Comment qualifier ou caractériser ce livre ? Un roman historique ? Non. Un documentaire romancé serait plus proche de la réalité. Le ZORG est la reconstitution, à partir d’éléments d’archives, d’un meurtre de grande envergure perpétré en 1781 par des marins anglais sur un navire confisqué à l’ennemi hollandais au moment de la guerre d’indépendance des colonies anglaises des Amériques.
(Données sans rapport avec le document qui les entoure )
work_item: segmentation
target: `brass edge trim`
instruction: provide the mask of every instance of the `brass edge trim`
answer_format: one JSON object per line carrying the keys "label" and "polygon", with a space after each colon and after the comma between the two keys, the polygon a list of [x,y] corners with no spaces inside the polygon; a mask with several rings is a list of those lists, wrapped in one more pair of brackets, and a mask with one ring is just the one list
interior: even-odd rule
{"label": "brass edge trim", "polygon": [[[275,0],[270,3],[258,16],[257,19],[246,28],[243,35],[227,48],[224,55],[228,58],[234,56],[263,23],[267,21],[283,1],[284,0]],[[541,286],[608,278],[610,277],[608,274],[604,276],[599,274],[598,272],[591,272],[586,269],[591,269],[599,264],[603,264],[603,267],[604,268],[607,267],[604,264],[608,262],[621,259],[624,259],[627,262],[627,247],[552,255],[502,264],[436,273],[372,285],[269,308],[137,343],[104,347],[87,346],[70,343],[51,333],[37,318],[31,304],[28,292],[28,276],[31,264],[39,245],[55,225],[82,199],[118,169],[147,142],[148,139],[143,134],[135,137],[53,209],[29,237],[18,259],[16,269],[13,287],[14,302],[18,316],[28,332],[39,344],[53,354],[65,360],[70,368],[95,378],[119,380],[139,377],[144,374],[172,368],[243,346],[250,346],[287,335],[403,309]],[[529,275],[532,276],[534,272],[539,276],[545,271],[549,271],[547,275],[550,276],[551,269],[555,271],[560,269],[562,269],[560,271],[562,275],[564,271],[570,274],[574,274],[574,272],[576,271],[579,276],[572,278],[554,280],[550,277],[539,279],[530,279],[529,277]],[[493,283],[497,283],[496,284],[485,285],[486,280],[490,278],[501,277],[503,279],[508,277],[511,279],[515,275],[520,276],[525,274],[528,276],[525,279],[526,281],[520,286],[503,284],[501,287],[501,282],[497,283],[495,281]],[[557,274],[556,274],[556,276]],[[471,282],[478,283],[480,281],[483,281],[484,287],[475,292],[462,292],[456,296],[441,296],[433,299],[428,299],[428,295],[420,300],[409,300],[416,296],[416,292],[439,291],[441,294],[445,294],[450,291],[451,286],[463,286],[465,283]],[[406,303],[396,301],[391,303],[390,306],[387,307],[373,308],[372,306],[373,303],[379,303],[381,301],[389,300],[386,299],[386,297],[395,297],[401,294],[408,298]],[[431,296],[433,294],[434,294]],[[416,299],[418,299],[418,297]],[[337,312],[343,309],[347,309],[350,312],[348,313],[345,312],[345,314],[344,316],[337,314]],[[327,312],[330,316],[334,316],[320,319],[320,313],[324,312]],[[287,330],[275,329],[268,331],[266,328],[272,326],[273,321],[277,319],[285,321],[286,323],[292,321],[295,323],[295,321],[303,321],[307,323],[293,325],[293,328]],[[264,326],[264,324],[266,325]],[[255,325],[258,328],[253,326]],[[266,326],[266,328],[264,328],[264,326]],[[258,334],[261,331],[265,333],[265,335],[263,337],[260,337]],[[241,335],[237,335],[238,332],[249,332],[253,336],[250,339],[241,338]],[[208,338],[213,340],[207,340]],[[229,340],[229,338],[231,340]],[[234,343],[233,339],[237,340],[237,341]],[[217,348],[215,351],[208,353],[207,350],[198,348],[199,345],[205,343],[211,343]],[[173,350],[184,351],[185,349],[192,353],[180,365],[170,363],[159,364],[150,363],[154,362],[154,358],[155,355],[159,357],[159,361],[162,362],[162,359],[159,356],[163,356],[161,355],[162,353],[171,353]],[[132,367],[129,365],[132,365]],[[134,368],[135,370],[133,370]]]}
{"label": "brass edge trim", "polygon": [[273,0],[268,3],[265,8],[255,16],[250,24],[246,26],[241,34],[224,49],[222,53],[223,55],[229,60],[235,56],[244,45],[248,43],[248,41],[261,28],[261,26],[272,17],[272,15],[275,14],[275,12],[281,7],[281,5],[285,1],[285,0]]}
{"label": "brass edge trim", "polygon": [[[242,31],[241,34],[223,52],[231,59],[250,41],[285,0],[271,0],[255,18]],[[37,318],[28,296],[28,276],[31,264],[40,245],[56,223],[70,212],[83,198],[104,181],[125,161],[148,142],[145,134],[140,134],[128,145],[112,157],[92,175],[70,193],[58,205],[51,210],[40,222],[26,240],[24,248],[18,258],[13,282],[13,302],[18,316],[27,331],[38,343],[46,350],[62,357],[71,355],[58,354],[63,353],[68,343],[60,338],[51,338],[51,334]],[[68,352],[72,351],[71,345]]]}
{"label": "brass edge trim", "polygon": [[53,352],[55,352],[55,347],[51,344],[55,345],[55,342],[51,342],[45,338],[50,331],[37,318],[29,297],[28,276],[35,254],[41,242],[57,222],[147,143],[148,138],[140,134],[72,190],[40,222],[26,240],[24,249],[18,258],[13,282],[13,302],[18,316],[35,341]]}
C’est un récit de faits réels dans lequel les silences des archives sont comblés par des hypothèses et par l’imagination de l’auteur pour créer du mouvement et faire comprendre comment en « s’enfonçant chaque jour davantage dans le gouffre du sang africain » (James Stephen, arrière-grand-père de Virginia Woolf) l’Europe est entrée dans l’économie du monde moderne (1).

Tout au long des pages de ce livre, le récit reprend de nombreux faits de l’histoire du voyage triangulaire déjà énoncés par Marcus Rediker dans À bord du négrier (Seuil, 2013), tout en insistant sur les détails qui ont nourri la cupidité des Européens.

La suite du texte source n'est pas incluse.